On 21-08-2025 16:35, John Clark wrote:
> The problem is electricity, or rather the lack of it.
>
> HAS CHINA WON THE AI RACE ALREADY? [1]
>
> JOHN K CLARK SEE WHAT'S ON MY NEW LIST AT EXTROPOLIS [2]31=
>
I think everyone has lost or is soon going to lose by making massive
investments in the current extremely inefficient systems. It's the same
story with previous technological innovations all over again:
https://www.youtube.com/watch?v=RfN7eFo5cbk&t=736s
Current LLMs are a dead end because reducing errors by a factor of 10
requires a factor of 10^20 more computational power:
https://www.youtube.com/watch?v=mjB6HDot1Uk
and we're already starting out from extremely energy inefficient
systems. Note that the human brain runs on just 20 Watts. With current
technology getting to a robot that has similar capabilities as a human
would probably require a lot more than 20 MW. This does mean that a lot
more technological innovation is opposable, so it is actually good news.

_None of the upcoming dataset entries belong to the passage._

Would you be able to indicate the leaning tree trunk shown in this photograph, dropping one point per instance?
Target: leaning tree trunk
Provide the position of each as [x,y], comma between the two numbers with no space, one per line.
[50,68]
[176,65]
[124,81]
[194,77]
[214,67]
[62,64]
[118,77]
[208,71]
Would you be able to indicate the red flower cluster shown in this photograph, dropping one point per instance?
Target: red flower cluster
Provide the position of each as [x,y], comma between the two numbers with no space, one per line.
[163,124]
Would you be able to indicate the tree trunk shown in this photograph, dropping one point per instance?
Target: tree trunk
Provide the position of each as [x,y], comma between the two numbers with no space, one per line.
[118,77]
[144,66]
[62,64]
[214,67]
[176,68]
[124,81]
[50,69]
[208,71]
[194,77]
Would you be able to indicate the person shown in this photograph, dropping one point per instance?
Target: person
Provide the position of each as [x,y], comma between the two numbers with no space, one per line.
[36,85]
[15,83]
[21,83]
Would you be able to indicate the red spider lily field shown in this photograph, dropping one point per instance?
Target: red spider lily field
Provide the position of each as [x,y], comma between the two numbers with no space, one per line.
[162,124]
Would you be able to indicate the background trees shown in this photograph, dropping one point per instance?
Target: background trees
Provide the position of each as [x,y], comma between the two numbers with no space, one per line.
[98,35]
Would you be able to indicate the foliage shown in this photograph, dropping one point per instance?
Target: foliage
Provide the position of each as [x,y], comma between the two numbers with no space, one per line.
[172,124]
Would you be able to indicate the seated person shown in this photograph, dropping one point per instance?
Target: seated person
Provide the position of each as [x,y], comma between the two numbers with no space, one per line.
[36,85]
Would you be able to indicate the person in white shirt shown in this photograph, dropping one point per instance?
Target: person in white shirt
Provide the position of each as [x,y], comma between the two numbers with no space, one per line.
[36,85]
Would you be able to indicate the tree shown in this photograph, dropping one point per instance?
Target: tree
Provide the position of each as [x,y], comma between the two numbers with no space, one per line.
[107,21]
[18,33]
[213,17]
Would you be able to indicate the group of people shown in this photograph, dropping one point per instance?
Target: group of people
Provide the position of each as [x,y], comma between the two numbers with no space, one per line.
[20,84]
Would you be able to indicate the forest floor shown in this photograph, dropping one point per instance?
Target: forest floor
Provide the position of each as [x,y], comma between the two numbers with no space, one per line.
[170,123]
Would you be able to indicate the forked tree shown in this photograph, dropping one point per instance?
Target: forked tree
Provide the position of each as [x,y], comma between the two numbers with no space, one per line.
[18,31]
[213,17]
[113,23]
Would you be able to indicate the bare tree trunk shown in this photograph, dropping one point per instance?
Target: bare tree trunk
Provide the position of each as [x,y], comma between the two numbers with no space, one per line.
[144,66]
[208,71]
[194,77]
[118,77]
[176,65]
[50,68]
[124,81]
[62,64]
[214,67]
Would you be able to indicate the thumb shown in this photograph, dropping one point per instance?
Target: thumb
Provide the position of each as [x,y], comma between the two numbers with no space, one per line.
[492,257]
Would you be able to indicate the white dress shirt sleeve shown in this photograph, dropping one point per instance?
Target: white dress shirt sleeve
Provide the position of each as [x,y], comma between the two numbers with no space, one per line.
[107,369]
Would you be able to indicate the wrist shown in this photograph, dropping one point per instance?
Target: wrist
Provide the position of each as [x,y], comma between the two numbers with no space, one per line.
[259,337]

But it is bad news for people who have bought into the current AI
systems or have invested in AI companies. That's why I am short Nvidia,
Palantir, Tesla etc. as these are massively overvalued companies.
Take e.g. Tesla's market cap of $1.1 T. This is for a large part just
phantom. No financial institution that can afford to buy all the shares
of Tesla and make it a private company would consider doing that. It's
all good and well to trade Tesla stocks and they do that with a lot of
leverage that is pumping up the price of the stocks and is causing tis
enormous overvaluation:
https://www.youtube.com/watch?v=cQFQg-9b9EQ&t=1911s
And then you can wait until that leverage falls partially away due to
liquidity drawn away from the stock market to do more important things
that playing games on the stock market, like e.g. having to refinance
debts:
https://www.youtube.com/watch?v=8G1i0vstvTo&t=730s
And then the stock price of Tesla, Nvidia, Palantir etc. will slide down
and it will become clear that the multi-trillion-dollar valuations where
all phantom valuations. These companies were never worth that much,
investors who bought into that were participating in a de-facto Ponzi.